Add FERC provenance metadata to datapackage#5264
Conversation
| @classmethod | ||
| def from_sqlite(cls, sqlite_path: Path) -> "FercSqliteProvenanceRecord": | ||
| """Read SQLite provenance metadata from DB.""" | ||
| try: |
There was a problem hiding this comment.
This is wrapped in a try / except to handle cases where the DB doesn't exist or the _provenance_metadata table doesn't exist (for DBs created before this change).

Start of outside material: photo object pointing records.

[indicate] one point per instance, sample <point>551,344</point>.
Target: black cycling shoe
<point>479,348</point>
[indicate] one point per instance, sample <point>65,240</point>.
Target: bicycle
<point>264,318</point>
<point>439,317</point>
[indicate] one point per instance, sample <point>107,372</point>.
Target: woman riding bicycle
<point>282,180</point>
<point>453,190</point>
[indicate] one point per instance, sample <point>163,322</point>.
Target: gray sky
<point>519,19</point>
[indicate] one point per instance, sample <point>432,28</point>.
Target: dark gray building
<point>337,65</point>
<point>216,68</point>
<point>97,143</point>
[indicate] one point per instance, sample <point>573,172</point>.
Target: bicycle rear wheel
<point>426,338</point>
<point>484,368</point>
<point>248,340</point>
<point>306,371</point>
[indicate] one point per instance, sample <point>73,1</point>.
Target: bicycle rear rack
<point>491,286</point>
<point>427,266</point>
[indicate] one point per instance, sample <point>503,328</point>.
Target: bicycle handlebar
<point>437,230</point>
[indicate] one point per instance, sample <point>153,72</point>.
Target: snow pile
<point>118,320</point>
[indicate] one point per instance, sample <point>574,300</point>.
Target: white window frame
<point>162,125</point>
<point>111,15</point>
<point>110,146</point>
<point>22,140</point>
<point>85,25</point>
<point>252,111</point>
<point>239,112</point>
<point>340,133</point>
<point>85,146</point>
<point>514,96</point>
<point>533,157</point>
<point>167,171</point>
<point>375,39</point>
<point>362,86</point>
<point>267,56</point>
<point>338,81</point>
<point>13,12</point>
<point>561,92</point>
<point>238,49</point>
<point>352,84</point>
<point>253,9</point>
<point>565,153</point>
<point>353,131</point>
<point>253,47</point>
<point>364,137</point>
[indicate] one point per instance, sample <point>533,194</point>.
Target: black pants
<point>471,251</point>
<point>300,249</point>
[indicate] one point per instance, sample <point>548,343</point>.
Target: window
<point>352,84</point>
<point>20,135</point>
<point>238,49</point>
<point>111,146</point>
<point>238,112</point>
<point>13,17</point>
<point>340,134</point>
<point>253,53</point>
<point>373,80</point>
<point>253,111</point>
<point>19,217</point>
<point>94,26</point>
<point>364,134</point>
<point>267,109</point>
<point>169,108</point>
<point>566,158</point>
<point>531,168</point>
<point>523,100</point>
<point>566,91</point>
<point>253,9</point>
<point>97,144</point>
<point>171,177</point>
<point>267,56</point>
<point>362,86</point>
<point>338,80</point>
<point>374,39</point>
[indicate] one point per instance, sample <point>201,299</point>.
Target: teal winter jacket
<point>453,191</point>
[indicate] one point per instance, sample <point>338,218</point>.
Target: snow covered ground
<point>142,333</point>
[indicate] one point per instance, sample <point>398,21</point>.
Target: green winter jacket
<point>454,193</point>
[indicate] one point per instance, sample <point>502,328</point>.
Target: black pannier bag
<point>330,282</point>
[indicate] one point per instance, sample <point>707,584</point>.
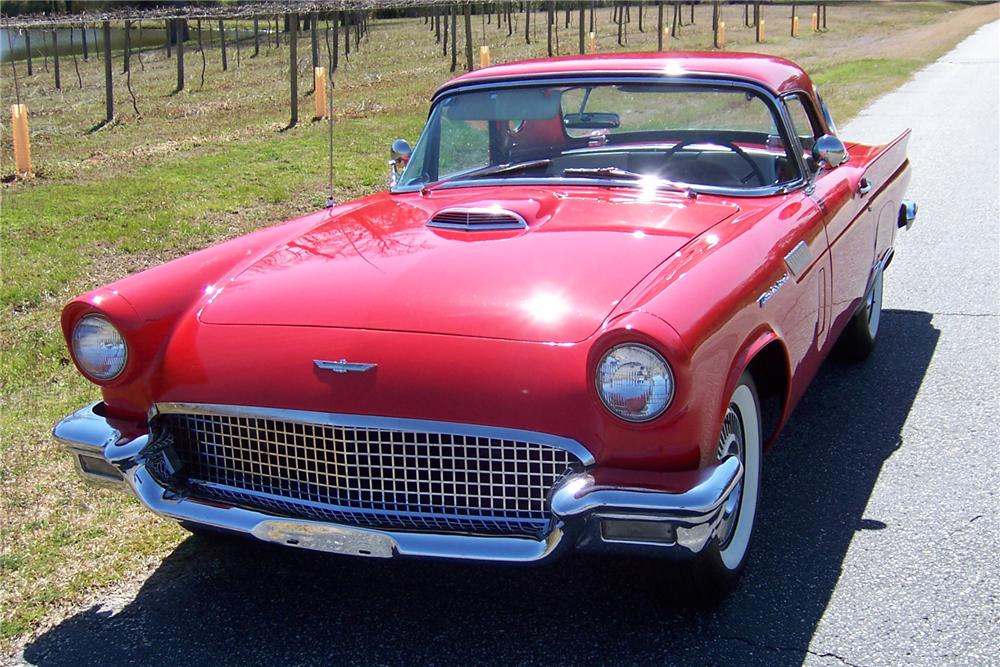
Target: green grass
<point>208,164</point>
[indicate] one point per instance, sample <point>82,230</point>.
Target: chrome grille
<point>369,476</point>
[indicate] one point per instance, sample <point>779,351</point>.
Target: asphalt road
<point>878,540</point>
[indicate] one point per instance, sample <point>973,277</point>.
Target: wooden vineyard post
<point>180,29</point>
<point>467,15</point>
<point>22,140</point>
<point>55,59</point>
<point>109,93</point>
<point>319,85</point>
<point>659,26</point>
<point>222,45</point>
<point>293,67</point>
<point>314,36</point>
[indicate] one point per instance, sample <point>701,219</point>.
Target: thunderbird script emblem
<point>343,366</point>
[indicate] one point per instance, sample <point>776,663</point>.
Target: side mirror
<point>828,151</point>
<point>400,152</point>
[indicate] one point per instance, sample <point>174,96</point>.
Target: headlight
<point>635,382</point>
<point>98,348</point>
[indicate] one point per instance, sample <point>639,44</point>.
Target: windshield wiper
<point>508,168</point>
<point>494,170</point>
<point>614,173</point>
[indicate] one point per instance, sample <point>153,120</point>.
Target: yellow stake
<point>22,140</point>
<point>319,86</point>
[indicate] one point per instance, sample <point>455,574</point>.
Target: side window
<point>465,145</point>
<point>802,123</point>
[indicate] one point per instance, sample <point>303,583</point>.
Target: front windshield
<point>696,134</point>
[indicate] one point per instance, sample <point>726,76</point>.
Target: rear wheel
<point>858,339</point>
<point>715,573</point>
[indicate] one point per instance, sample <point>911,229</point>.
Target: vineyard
<point>149,146</point>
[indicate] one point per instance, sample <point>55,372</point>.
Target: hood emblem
<point>343,366</point>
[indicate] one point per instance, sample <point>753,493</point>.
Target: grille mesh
<point>369,476</point>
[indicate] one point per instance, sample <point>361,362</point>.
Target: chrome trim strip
<point>799,259</point>
<point>257,523</point>
<point>388,423</point>
<point>86,432</point>
<point>907,213</point>
<point>343,366</point>
<point>579,495</point>
<point>577,504</point>
<point>344,509</point>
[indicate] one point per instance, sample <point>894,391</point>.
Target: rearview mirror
<point>400,152</point>
<point>828,151</point>
<point>591,121</point>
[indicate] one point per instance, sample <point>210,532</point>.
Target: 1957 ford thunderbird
<point>591,297</point>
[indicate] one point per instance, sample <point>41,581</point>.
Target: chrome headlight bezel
<point>84,358</point>
<point>664,370</point>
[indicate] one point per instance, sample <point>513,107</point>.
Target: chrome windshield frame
<point>768,97</point>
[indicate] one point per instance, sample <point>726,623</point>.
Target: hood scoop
<point>487,219</point>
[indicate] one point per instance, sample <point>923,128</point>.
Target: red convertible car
<point>589,301</point>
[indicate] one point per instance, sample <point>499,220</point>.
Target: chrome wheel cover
<point>731,443</point>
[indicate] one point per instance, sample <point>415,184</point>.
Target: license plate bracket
<point>326,537</point>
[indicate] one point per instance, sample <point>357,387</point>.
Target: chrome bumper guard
<point>585,516</point>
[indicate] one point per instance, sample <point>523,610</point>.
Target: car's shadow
<point>243,603</point>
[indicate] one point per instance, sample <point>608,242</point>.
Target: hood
<point>380,266</point>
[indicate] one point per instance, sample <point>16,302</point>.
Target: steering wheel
<point>731,146</point>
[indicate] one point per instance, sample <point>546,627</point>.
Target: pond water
<point>13,41</point>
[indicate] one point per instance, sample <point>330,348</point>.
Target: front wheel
<point>715,573</point>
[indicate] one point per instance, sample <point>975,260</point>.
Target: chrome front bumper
<point>585,516</point>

| f"required={sorted(required_years)}" | ||
| ) | ||
|
|
||
| if stored.ferc_xbrl_extractor_version != provenance.ferc_xbrl_extractor_version: |
There was a problem hiding this comment.
I made this also check the version of catalystcoop.ferc_xbrl_extractor if data_format is xbrl. This seemed important if we're going to rely on cached DBs.
| ) | ||
| return | ||
|
|
||
| if instance is None: |
There was a problem hiding this comment.
Separated out the "get provenance from instance" so we can call this method with provenance records from SQLite as well.
zaneselvans
left a comment
There was a problem hiding this comment.
Some things that seem like bugs (which maybe also point at new tests to add):
- We unconditionally delete existing SQLite and DuckDB databases, which causes downstream problems, either because that means we can't ever use the local SQLite even if it would have been compatible, and we lose the DuckDB outputs which are now only conditionally re-created. There's also no management of the Parquet outputs in here at all which seems sketchy. The filesystem consequences of all the materialization paths should be identical.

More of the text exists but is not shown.